Lo Stretto di Messina rappresenta una delle aree a più elevato potenziale sismogenetico dell’intero bacino del Mediterraneo. La sua storia geologica e sismica lo conferma con chiarezza: la presenza di faglie attive e capaci, anche in ambito marino, ha generato in passato eventi estremamente distruttivi. Tra questi, il devastante terremoto e maremoto del 28 dicembre 1908, con una magnitudo stimata intorno a 7.1, rimane una delle più gravi catastrofi naturali nella storia italiana.

A lanciare l’allarme è Domenico Angelone, presidente dell’Ordine dei Geologi della Regione Molise e già segretario del Consiglio Nazionale dei Geologi, il quale sottolinea come quella magnitudo non rappresenti necessariamente il limite massimo possibile per l’area. «In uno scenario geodinamico complesso come quello dello Stretto, con numerose faglie attive e capaci (FAC), non si può escludere la possibilità di terremoti di energia ancora superiore», spiega Angelone.

Il contesto tettonico dello Stretto di Messina è infatti particolarmente articolato e instabile, rendendo il rischio sismico una realtà concreta, più che una remota ipotesi. «Questo impone valutazioni ingegneristiche accurate e improntate alla massima prudenza», aggiunge Angelone.

Un campanello d’allarme arriva anche dagli eventi sismici più recenti verificatisi in Italia centrale. Durante il terremoto di Amatrice del 24 agosto 2016, la stazione accelerometrica AMT ha registrato un’accelerazione orizzontale prossima a 0,87 g, mentre in alcuni casi la componente verticale ha sfiorato 1 g — valori estremamente elevati, soprattutto in relazione a opere complesse e infrastrutture strategiche. In altre stazioni, i picchi orizzontali hanno raggiunto o superato 1 g, e in casi eccezionali, come alla stazione MZ01, si è arrivati a registrare fino a 1,5 g.

«Un dato molto discusso nella letteratura scientifica — osserva Angelone — ma che dimostra come, in condizioni di particolare prossimità alla faglia, si possano registrare livelli di scuotimento ben oltre le attese normative».

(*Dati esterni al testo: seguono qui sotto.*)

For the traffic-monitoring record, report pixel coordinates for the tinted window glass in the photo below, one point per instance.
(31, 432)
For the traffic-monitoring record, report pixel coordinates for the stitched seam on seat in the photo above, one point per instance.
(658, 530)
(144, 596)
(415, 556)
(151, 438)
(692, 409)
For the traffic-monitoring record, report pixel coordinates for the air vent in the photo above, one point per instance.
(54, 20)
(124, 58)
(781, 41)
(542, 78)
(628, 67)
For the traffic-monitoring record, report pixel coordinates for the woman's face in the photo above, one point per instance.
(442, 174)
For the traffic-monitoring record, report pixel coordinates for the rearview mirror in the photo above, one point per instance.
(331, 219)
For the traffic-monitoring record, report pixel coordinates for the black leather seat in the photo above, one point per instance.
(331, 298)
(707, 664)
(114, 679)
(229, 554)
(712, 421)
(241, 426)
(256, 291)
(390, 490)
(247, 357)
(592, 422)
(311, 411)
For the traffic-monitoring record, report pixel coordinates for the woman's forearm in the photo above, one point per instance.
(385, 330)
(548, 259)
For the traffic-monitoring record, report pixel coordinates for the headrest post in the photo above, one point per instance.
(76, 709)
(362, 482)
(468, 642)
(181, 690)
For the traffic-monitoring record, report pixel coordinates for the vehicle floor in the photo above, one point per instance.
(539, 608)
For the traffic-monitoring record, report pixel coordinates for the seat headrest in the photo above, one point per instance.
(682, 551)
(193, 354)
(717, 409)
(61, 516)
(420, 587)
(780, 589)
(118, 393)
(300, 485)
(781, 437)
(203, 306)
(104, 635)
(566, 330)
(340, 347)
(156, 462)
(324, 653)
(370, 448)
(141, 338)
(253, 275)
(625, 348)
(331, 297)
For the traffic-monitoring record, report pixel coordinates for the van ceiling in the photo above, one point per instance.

Questi elementi evidenziano la necessità di una pianificazione attenta e consapevole per qualsiasi progetto infrastrutturale nell’area dello Stretto. In un territorio dove il rischio sismico non è solo teorico ma documentato da secoli di eventi, è fondamentale basare ogni intervento su dati scientifici aggiornati, modelli predittivi realistici e criteri di sicurezza che vadano ben oltre il minimo richiesto.